Repairing the prostate gland is an important goal in regenerative medicine. However, finding the right cell for the job has proven to be a slow and tedious search.
To that end, Wei-Qiang Gao and his colleagues from Shanghai Jiao Tong University in Shanghai, China, used mesenchymal stem cells from human umbilical cord (hUC-MSCs) to test the ability of these cells to differentiate into prostate-specific cells. They combined hUC-MSCs with rat urogenital sinus stromal cells (rUGSSs) and then transplanted these cells into the renal capsule of BLB/c nude mice for two months. Cells tend to grow very well under the kidney capsule because this particular microenvironment has a very rich blood supply. Also the rUGSSs provide soluble, secreted factors that induce the hUC-MSCs to differentiate into prostate-specific cells.

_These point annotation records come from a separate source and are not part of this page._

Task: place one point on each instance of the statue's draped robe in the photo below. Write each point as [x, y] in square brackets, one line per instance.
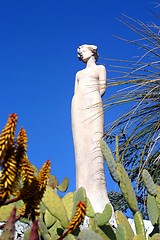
[87, 130]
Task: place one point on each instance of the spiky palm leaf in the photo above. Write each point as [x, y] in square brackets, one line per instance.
[139, 127]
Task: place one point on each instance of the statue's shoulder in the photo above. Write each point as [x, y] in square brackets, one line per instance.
[101, 67]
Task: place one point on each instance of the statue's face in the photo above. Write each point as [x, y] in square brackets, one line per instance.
[85, 53]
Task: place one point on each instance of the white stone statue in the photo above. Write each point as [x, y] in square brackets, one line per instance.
[87, 127]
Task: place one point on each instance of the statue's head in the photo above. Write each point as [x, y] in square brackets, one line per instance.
[85, 51]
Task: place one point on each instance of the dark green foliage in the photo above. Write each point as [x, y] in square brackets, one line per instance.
[9, 228]
[34, 232]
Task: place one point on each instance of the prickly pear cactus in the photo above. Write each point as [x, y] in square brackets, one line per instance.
[88, 234]
[55, 206]
[122, 220]
[126, 188]
[64, 185]
[105, 216]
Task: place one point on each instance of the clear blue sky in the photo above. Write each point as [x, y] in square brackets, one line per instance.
[38, 62]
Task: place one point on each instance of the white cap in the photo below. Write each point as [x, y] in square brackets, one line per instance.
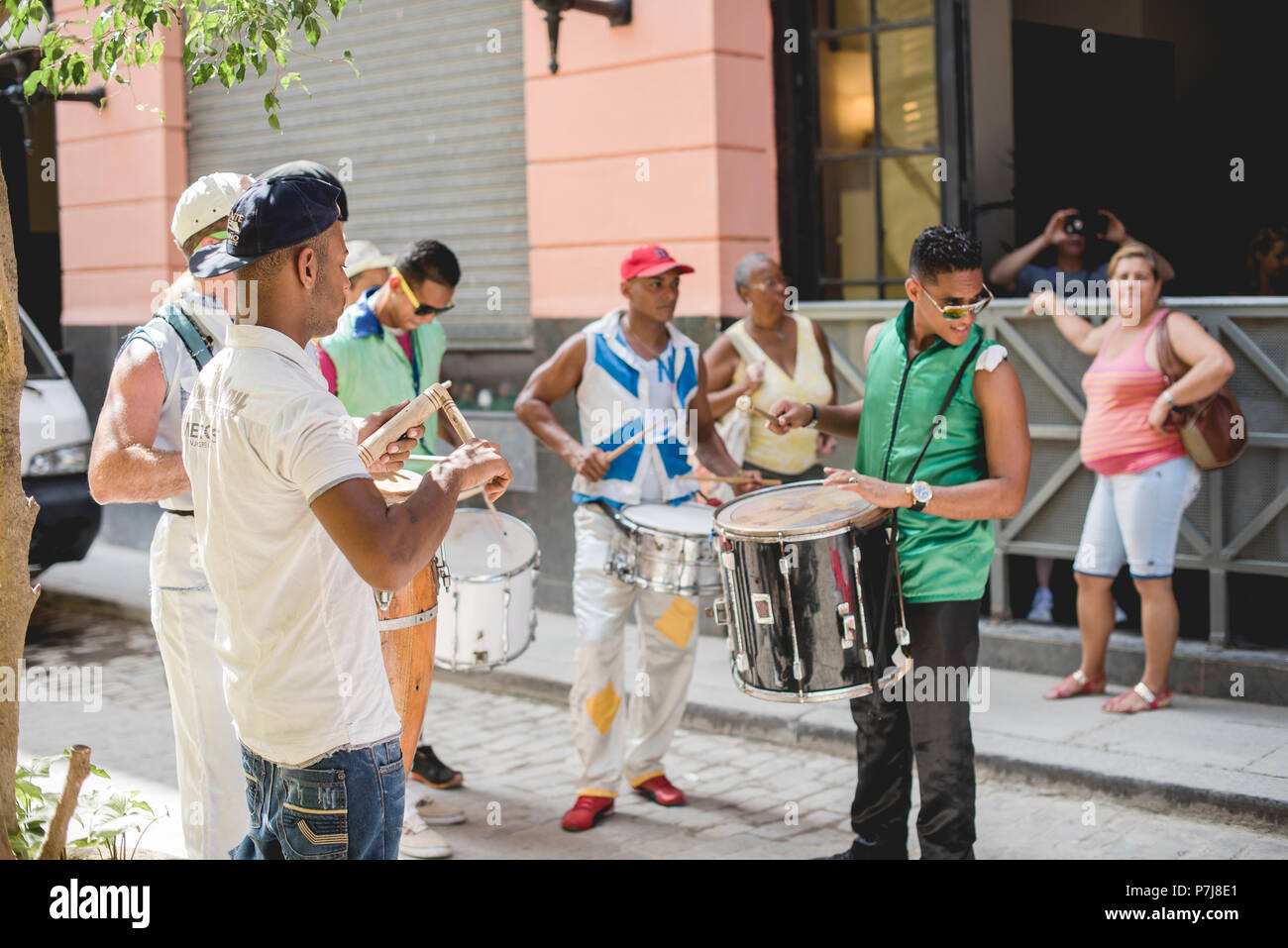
[209, 198]
[364, 256]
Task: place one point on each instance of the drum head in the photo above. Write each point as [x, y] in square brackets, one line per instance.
[476, 549]
[398, 487]
[804, 507]
[683, 519]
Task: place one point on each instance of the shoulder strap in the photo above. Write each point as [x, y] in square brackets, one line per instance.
[1168, 363]
[188, 334]
[943, 407]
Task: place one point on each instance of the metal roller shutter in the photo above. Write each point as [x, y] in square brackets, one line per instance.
[429, 142]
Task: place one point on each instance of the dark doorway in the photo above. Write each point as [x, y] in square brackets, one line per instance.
[33, 181]
[1085, 137]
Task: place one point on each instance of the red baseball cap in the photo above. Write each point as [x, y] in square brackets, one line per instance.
[651, 261]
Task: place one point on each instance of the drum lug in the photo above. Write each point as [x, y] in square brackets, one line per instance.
[848, 625]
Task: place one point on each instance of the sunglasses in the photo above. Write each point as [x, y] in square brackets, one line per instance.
[958, 309]
[421, 308]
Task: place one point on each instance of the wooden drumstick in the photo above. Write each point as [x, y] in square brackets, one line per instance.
[496, 517]
[627, 445]
[413, 414]
[443, 402]
[745, 404]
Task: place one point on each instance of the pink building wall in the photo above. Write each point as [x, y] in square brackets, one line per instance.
[120, 172]
[686, 88]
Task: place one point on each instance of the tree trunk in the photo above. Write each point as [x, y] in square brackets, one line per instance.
[55, 837]
[17, 514]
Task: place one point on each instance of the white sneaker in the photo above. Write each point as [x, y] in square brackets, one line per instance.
[1042, 603]
[421, 843]
[439, 814]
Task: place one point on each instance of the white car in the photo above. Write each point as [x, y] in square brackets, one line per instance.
[54, 440]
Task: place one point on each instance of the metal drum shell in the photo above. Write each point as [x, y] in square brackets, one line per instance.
[823, 578]
[656, 559]
[500, 608]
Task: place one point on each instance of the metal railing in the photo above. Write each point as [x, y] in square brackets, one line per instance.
[1237, 522]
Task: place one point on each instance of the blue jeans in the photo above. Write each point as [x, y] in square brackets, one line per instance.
[344, 806]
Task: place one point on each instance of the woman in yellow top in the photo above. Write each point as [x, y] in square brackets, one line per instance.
[772, 355]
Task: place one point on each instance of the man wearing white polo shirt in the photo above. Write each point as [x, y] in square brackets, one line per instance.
[294, 535]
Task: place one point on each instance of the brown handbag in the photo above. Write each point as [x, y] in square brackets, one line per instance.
[1209, 428]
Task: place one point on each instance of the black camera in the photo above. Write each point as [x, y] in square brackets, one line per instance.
[1087, 226]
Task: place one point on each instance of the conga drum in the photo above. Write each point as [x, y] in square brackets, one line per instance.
[407, 623]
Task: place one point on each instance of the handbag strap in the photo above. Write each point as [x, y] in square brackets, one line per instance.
[1168, 363]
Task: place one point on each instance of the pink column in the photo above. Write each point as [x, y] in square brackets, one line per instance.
[661, 132]
[120, 172]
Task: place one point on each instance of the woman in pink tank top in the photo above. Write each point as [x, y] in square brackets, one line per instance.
[1144, 478]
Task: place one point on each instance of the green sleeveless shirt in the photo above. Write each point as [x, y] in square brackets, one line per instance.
[939, 559]
[373, 371]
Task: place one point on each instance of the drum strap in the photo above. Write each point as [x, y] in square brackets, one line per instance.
[893, 572]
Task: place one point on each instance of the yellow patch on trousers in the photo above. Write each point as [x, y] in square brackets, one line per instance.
[603, 706]
[677, 622]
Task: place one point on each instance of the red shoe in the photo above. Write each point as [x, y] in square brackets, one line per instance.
[660, 791]
[587, 811]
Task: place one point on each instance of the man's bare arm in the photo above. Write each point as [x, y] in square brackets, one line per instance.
[387, 545]
[1008, 446]
[124, 468]
[550, 381]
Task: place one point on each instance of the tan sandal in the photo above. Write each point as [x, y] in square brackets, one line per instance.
[1083, 685]
[1151, 700]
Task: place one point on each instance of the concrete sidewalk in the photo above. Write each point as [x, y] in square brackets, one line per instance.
[1231, 755]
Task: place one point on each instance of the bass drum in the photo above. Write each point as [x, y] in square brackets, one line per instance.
[804, 572]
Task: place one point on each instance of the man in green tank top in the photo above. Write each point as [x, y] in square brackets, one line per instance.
[975, 469]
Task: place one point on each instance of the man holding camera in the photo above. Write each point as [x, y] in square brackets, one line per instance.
[1068, 232]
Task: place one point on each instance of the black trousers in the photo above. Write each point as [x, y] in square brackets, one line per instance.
[927, 723]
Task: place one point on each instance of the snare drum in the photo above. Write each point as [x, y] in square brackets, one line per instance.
[666, 549]
[407, 625]
[804, 574]
[489, 617]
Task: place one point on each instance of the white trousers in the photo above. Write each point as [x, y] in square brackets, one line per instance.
[211, 786]
[613, 743]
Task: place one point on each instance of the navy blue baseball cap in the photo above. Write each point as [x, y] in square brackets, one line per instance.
[273, 214]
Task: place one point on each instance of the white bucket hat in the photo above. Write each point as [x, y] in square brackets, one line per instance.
[206, 200]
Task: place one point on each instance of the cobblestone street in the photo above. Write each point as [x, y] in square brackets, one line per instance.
[748, 798]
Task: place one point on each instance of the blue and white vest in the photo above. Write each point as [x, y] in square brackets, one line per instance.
[619, 394]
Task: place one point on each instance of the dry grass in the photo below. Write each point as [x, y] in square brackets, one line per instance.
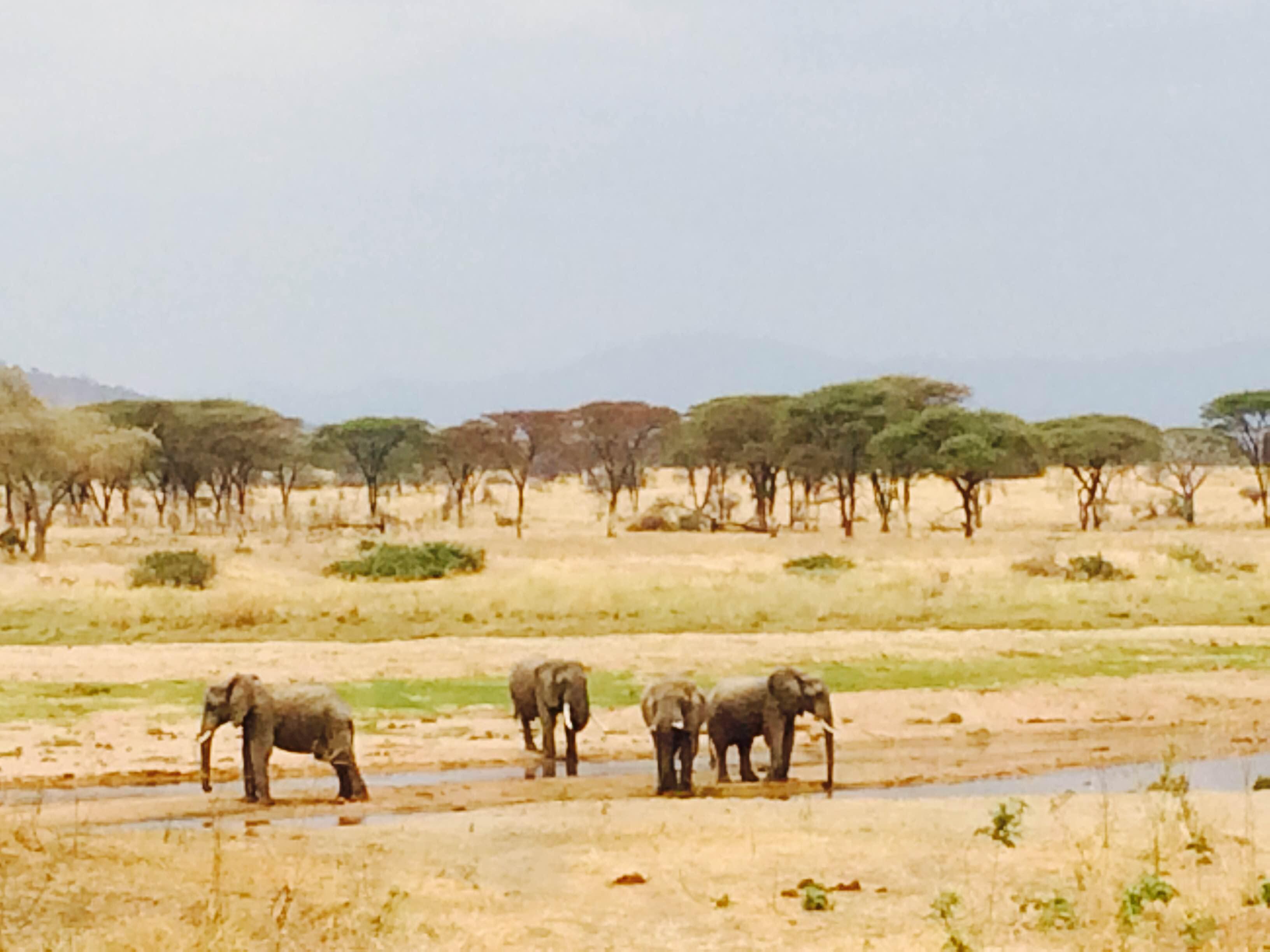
[542, 876]
[567, 579]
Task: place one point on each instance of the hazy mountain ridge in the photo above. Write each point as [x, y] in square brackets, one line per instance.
[1166, 389]
[74, 391]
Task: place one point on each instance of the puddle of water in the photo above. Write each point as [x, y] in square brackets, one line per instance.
[1228, 775]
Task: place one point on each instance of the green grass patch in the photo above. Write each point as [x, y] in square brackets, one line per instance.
[432, 560]
[819, 563]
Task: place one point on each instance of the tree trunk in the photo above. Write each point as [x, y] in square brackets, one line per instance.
[520, 507]
[847, 522]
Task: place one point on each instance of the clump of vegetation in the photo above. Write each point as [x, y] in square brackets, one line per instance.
[1149, 888]
[1006, 823]
[945, 907]
[1054, 913]
[1095, 568]
[432, 560]
[1040, 568]
[819, 563]
[1194, 558]
[816, 898]
[189, 569]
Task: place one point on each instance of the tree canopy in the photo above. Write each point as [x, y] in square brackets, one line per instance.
[1094, 446]
[1245, 418]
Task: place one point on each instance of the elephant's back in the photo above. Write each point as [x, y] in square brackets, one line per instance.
[521, 684]
[738, 698]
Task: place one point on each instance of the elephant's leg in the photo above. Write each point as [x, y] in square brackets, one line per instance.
[665, 762]
[548, 746]
[719, 746]
[261, 749]
[248, 771]
[571, 752]
[747, 771]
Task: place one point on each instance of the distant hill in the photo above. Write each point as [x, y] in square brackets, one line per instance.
[74, 391]
[1166, 389]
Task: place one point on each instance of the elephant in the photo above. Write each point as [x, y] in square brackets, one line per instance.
[545, 688]
[741, 709]
[304, 719]
[675, 710]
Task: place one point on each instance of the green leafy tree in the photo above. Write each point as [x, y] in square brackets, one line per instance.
[520, 439]
[745, 433]
[619, 438]
[378, 446]
[967, 448]
[1093, 448]
[45, 453]
[1187, 458]
[465, 452]
[1245, 418]
[835, 426]
[893, 467]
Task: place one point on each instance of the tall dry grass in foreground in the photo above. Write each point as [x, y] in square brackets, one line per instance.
[1161, 870]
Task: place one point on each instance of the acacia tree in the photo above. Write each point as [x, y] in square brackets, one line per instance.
[465, 452]
[1187, 458]
[45, 453]
[745, 432]
[893, 466]
[519, 439]
[370, 443]
[967, 448]
[1245, 418]
[835, 427]
[1093, 447]
[620, 437]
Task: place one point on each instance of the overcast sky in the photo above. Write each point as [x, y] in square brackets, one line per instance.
[237, 197]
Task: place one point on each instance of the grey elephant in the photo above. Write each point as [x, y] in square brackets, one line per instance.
[304, 719]
[740, 710]
[544, 690]
[675, 710]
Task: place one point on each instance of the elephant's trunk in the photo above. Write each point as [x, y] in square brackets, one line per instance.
[828, 761]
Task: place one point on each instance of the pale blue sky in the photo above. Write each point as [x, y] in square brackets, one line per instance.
[285, 197]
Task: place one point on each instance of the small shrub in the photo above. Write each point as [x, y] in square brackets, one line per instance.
[1039, 568]
[432, 560]
[1095, 568]
[1054, 913]
[1006, 824]
[1199, 931]
[819, 563]
[189, 569]
[1149, 888]
[1194, 558]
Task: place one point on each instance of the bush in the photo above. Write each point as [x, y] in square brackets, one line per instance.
[1095, 569]
[819, 563]
[189, 569]
[1040, 568]
[432, 560]
[1194, 558]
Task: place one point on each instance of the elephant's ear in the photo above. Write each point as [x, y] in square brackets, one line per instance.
[244, 695]
[787, 688]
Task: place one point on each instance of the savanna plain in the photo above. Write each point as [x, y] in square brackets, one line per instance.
[949, 660]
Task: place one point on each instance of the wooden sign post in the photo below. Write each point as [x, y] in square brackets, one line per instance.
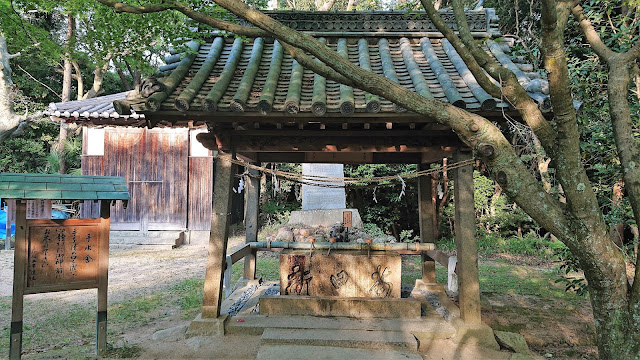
[60, 255]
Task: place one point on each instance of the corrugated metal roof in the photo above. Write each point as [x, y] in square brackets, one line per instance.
[62, 187]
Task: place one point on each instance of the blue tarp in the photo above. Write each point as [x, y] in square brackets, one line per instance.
[55, 214]
[3, 225]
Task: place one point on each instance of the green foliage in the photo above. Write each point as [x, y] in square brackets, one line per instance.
[29, 152]
[127, 351]
[373, 230]
[567, 271]
[279, 197]
[136, 311]
[385, 206]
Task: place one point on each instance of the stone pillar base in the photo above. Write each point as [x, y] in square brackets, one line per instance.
[421, 285]
[480, 335]
[207, 327]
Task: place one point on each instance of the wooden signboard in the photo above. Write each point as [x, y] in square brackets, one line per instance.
[346, 219]
[62, 255]
[59, 255]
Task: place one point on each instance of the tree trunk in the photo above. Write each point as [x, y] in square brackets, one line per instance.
[67, 77]
[617, 230]
[79, 80]
[8, 120]
[98, 78]
[123, 79]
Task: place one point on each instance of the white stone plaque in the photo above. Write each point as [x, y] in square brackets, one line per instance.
[323, 198]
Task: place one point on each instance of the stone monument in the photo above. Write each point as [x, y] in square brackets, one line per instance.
[323, 205]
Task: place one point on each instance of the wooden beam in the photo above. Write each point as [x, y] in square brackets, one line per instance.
[19, 280]
[425, 215]
[219, 235]
[252, 211]
[465, 230]
[103, 278]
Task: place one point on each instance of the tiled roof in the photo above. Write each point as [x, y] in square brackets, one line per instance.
[257, 76]
[97, 108]
[62, 187]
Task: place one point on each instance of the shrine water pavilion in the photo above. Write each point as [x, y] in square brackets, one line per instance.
[253, 103]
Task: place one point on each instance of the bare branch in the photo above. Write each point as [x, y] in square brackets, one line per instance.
[38, 81]
[475, 58]
[464, 52]
[315, 66]
[591, 34]
[327, 5]
[189, 12]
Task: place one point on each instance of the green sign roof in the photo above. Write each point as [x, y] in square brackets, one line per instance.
[62, 187]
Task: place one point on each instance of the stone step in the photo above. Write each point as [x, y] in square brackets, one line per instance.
[146, 247]
[302, 352]
[424, 328]
[148, 234]
[379, 340]
[332, 306]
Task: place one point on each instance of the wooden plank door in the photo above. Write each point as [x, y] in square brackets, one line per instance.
[166, 179]
[124, 151]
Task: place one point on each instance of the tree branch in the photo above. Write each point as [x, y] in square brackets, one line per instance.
[315, 66]
[38, 81]
[473, 129]
[187, 11]
[464, 52]
[603, 51]
[475, 57]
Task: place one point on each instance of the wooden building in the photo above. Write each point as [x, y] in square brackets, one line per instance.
[168, 172]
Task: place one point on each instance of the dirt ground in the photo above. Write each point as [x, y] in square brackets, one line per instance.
[561, 329]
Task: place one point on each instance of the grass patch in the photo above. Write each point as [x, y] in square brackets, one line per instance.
[136, 312]
[189, 293]
[268, 267]
[502, 278]
[126, 351]
[493, 243]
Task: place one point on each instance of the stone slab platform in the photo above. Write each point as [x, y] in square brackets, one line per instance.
[341, 273]
[387, 340]
[256, 324]
[331, 306]
[301, 352]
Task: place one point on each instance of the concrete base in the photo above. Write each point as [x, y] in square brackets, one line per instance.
[197, 237]
[207, 327]
[324, 217]
[331, 306]
[421, 285]
[480, 335]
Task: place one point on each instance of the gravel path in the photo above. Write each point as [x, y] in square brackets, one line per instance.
[132, 273]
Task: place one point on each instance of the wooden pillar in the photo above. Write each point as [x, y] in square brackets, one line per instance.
[19, 279]
[103, 278]
[9, 210]
[220, 219]
[252, 211]
[426, 210]
[465, 229]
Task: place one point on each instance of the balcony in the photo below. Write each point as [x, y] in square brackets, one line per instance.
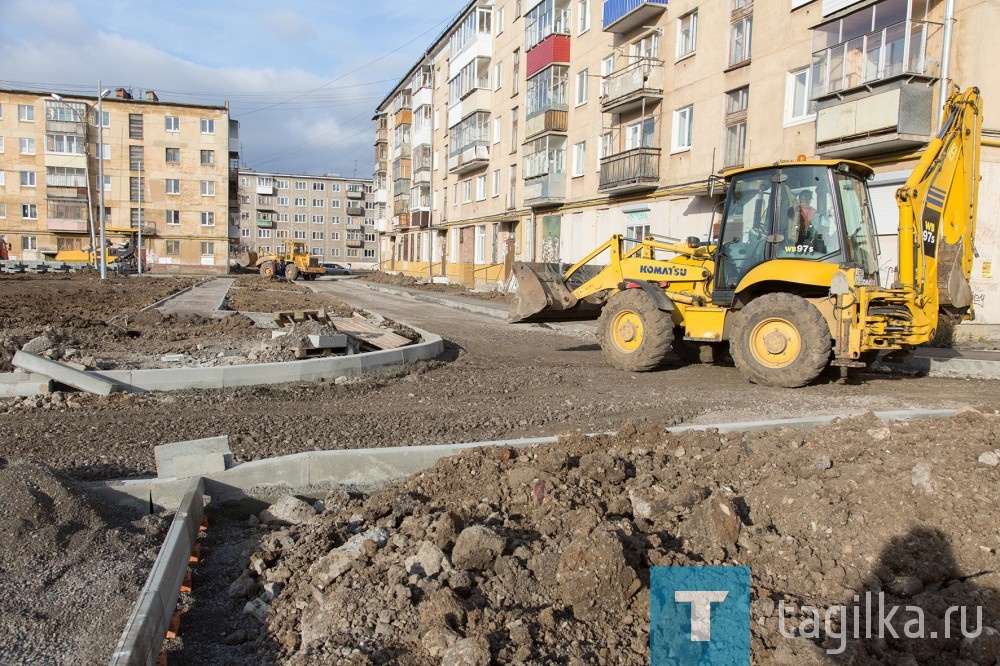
[887, 116]
[621, 16]
[470, 158]
[632, 170]
[628, 88]
[547, 190]
[553, 120]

After removing the implanted tissue, analyses of the implanted cells showed that the hUC-MSCs differentiated into prostate epithelial-like cells. This was confirmed by the presence of prostate specific antigen on the surfaces of these hUC-MSCs. Prostate specific antigen is only found on prostate cells, which is the reason why this protein is such a good indicator of prostate cancer. Also, the hUC-MSCs formed prostatic glandular structures that had the same cellular architecture as a normal prostate (see figure F below). Additionally, the human origin of the hUC-MSCs was further confirmed by the detection of a protein called human nuclear antigen, which is specific to human cells.
This interesting paper shows that hUC-MSCs can differentiate into epithelial-like cells that are normally derived from embryonic endodermal tissue. This implies that MSCs from umbilical cord can be used to repair not only prostate glands, but also other endodermally-derived tissues.